Intuitif | Gérald Brunon

« Qui crée l’autre ? »
« Ai-je besoin que les gens ne vont pas bien pour faire tourner mon activité ? »

Ce sont des questions dérangeantes, mais essentielles. Des questions que je ne peux pas ne pas me poser, en tant que praticien de l’accompagnement, de l’hypnose, du coaching. Car si mon activité repose sur la souffrance humaine, alors quelque part, mon intérêt n’est-il pas que cette souffrance continue d’exister ?

Ces pensées ne sont pas confortables. Elles grattent là où ça fait mal. Et c’est justement pour ça qu’elles méritent qu’on les accueille, qu’on les explore sans fard. Sans chercher à les lisser. Sans chercher à les fuir.

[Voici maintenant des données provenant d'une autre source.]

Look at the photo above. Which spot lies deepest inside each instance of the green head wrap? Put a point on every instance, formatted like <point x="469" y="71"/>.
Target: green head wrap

Hypnose, aide, et paradoxe

Quand une personne pousse la porte de mon cabinet, elle vient avec une plainte, un problème, une douleur. C’est ce qui justifie l’échange, la rencontre, le travail. Si elle allait déjà parfaitement bien, il n’y aurait pas de demande. Donc pas d’accompagnement. Donc pas d’activité.

Et là, une première tension apparaît :
Ma survie professionnelle dépend-elle de la souffrance de l’autre ?

Dit autrement : ai-je besoin qu’il y ait des gens qui ne vont pas bien pour continuer à exister professionnellement ? Ce renversement du regard me met face à une réalité crue : si je ne suis là que pour « réparer », alors j’ai tout intérêt à ce que des choses continuent de se casser. Pas consciemment, bien sûr. Mais structurellement. C’est un système.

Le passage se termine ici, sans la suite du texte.